Quelles sont les obligations légales pour recruter de la main-d’œuvre étrangère en détachement ?

Lorsqu’une entreprise fait intervenir des ressortissants étrangers en France, elle doit respecter plusieurs obligations précises avant le début de la mission. La déclaration SIPSI doit être transmise au moins huit jours avant l’arrivée du salarié étranger, le formulaire A1 doit être conservé sur le lieu d’exécution, et la rémunération versée doit atteindre au minimum le niveau applicable en France, notamment le SMIC.

L’hébergement fourni au travailleur étranger doit respecter les normes sanitaires en vigueur, tandis que les frais de logement restent à la charge de l’entreprise d’origine. Il faut également conserver une attestation de conformité URSSAF de moins de six mois.
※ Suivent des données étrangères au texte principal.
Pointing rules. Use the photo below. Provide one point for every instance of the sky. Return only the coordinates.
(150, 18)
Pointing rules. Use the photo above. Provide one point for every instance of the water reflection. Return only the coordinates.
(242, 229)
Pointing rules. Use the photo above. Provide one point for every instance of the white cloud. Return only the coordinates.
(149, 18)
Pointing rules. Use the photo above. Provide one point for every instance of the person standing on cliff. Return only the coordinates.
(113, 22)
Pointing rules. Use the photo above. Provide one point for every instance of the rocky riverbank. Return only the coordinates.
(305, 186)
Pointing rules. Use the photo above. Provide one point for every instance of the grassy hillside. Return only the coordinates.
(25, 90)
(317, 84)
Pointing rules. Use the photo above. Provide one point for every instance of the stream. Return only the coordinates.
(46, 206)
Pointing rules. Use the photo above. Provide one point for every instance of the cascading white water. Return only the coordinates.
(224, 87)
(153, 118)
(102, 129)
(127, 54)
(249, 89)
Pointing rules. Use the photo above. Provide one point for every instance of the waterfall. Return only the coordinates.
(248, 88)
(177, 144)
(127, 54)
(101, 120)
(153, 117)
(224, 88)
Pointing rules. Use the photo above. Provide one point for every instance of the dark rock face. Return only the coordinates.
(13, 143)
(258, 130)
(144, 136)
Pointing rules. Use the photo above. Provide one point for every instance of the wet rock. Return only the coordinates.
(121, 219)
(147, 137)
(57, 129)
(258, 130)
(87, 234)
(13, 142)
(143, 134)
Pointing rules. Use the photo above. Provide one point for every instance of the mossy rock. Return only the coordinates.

Cette pièce fait partie des justificatifs attendus en cas de contrôle.

Le non-respect de ces règles expose directement l’employeur. Une déclaration SIPSI absente, une DPAE oubliée ou une situation d’immigration non déclarée peuvent être requalifiées en travail illégal. Les conséquences sont lourdes : poursuites pénales, sanctions administratives et exclusion des marchés publics.

Quels titres de séjour permettent de travailler librement en France sans autorisation préalable ?

Certains titres permettent de travailler en France sans demande préalable de l’employeur. C’est le cas de la carte de résident de 10 ans, des titres « vie privée et familiale », « talent » et « résident de longue durée-UE ». Ces documents valent directement autorisation de travail. Les bénéficiaires de la protection internationale, comme les réfugiés ou les personnes sous protection subsidiaire, sont eux aussi dispensés de formalité complémentaire pour accéder à un emploi.

En revanche, tous les titres ne donnent pas la même liberté. Le titre salarié peut exiger une nouvelle autorisation de travail selon la situation contractuelle, et le titre « visiteur » ne permet pas d’exercer une activité sans formalité spécifique. Si vous envisagez de recruter, vous devez vérifier précisément la mention portée sur la carte de séjour avant toute embauche.

Point de vigilance : un document délivré par un autre État membre de l’Union européenne ne permet pas automatiquement de travailler en France. Pour un salarié étranger non européen, un visa de long séjour peut rester nécessaire, avec une demande d’autorisation de travail associée. Cette vérification protège l’employeur, sécurise l’embauche et fiabilise durablement votre démarche de recrutement.

En pratique, avant d’embaucher un salarié étranger, il est utile de contrôler trois éléments : la validité du titre, la mention autorisant l’activité professionnelle et la cohérence entre le statut du candidat, l’offre d’emploi et la perspective d’un contrat.